The spiral sweep continued uneventfully, the airship chugging around in a gently widening circle. Morning shifted to early afternoon, and then the sun began to climb down toward the horizon, bleeding pale orange into the sky through soft-edged cracks in the cloud cover. For hours Naqi and Mina studied the incoming results, the ever-sharper scans of the node appearing on scree
ns throughout the gondola. They discussed the results cordially enough, but Naqi could not stop thinking about Mina’s betrayal. She took a spiteful pleasure in testing the extent to which her sister would lie, deliberately forcing the conversation around to Dr. Sivaraksa and the project he steered.
“I hope I don’t end up like one of those deadwood bureaucrats,” Naqi said, when they were discussing the way their careers might evolve. “You know, like Sivaraksa.” She observed Mina pointedly, yet giving nothing away. “I read some of his old papers; he used to be pretty good once. But now look at him.”
“It’s easy to say that,” Mina said. “But I bet he doesn’t like being away from the frontline any more than we would. But someone has to manage these big projects. Wouldn’t you rather it was someone who’d at least been a scientist?”
“You sound like you’re defending him. Next you’ll be telling me you think the Moat is a good idea.”
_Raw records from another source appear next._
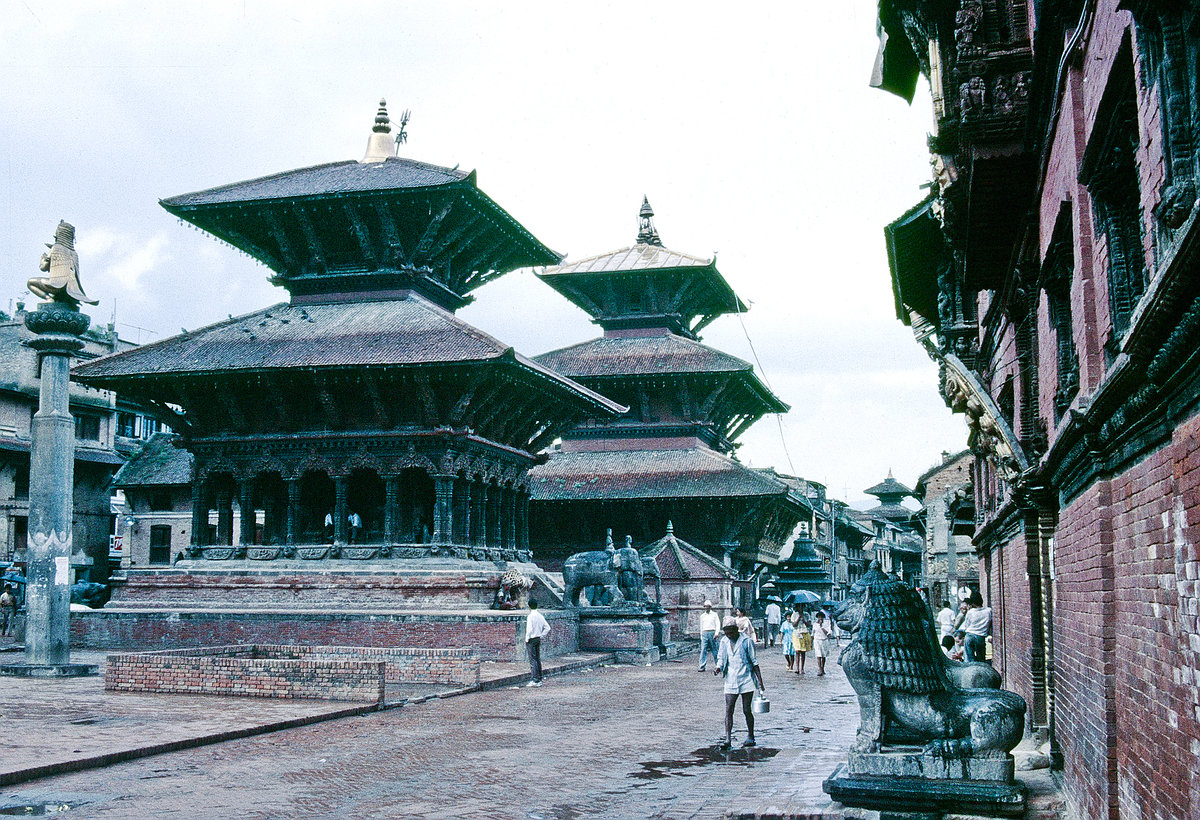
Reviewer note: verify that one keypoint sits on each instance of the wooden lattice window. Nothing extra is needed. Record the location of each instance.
(1057, 273)
(1110, 172)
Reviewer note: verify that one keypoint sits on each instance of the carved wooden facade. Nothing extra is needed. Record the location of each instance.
(1054, 275)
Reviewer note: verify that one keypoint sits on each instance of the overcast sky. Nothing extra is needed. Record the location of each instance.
(750, 126)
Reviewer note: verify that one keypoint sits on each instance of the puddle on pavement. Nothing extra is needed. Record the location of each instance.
(708, 755)
(34, 809)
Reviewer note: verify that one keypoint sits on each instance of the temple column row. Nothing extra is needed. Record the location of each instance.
(465, 512)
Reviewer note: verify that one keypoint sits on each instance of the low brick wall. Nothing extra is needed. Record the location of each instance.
(492, 634)
(401, 665)
(245, 671)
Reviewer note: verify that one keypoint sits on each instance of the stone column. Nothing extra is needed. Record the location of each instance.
(225, 516)
(57, 328)
(199, 513)
(249, 518)
(443, 512)
(341, 509)
(390, 508)
(293, 510)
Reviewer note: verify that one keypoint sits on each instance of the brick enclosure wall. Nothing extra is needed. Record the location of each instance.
(401, 665)
(493, 635)
(1084, 632)
(1007, 592)
(245, 671)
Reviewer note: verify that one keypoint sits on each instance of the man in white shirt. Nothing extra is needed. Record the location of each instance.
(945, 621)
(774, 618)
(535, 629)
(977, 626)
(709, 624)
(739, 663)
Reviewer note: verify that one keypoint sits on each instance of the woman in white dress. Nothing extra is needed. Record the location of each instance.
(821, 640)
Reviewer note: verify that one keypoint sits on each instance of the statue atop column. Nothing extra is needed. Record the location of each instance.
(57, 325)
(63, 264)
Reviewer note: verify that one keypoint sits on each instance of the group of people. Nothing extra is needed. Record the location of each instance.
(353, 525)
(737, 659)
(964, 634)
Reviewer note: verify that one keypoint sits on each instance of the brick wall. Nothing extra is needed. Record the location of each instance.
(401, 664)
(239, 671)
(1008, 593)
(493, 635)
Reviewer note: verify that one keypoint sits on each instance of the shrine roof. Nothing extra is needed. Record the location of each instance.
(160, 462)
(635, 355)
(625, 474)
(329, 179)
(405, 330)
(637, 257)
(689, 557)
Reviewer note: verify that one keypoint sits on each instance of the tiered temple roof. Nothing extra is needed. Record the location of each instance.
(688, 403)
(364, 393)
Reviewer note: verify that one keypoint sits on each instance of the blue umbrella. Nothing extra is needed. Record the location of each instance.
(802, 597)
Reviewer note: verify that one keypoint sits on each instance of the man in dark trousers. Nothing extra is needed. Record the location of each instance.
(535, 629)
(739, 664)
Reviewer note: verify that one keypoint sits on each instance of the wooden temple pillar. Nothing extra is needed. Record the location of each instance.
(390, 509)
(249, 518)
(475, 532)
(522, 520)
(341, 509)
(492, 515)
(443, 508)
(462, 510)
(509, 518)
(225, 516)
(293, 513)
(199, 513)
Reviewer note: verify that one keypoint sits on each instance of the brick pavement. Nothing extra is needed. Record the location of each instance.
(605, 742)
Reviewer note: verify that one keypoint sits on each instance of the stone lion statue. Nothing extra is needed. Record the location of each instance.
(907, 693)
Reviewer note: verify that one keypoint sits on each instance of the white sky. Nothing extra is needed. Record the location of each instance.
(750, 126)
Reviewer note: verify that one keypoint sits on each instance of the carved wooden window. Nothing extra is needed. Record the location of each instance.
(1110, 172)
(160, 544)
(1057, 273)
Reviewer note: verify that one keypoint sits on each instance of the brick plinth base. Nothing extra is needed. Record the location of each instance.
(247, 671)
(493, 635)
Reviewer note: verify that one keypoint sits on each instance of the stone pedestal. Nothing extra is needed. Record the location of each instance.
(57, 328)
(635, 635)
(911, 784)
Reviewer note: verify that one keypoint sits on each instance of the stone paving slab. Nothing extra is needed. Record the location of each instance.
(72, 724)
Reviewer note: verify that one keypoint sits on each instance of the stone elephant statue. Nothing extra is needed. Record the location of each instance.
(598, 568)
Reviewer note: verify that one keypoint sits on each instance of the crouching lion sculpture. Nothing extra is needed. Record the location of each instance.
(907, 692)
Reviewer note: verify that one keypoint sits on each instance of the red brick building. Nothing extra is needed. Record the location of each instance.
(1053, 273)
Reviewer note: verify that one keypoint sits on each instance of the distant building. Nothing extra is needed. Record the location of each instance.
(948, 496)
(107, 429)
(899, 538)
“I’m not defending Sivaraksa,” Mina said. “I’m just saying ...” She eyed her sister with a sudden glimmer of suspicion. Had she guessed that Naqi knew? “Never mind. Sivaraksa can fight his own battles. We’ve got work to do.”
“Anyone would think you were changing the subject,” Naqi said. But Mina was already on her way out of the gondola to check the equipment again.
At dusk the airship arrived at the perimeter of the node, completed one orbit, then began to track inward again. As it passed over the parts of the node previously mapped, time-dependent changes were highlighted on the displays: arcs and bands of red superimposed against the lime and turquoise false-colour of the mapped structures. Most of the alterations were minor: a chamber opening here or closing there, or a small alteration in the network topology to ease a bottleneck between the lumpy subnodes dotted around the floating island. Other changes were more mysterious in function, but conformed to types seen in other studies. They were studied at enhanced resolution, the data prioritised and logged.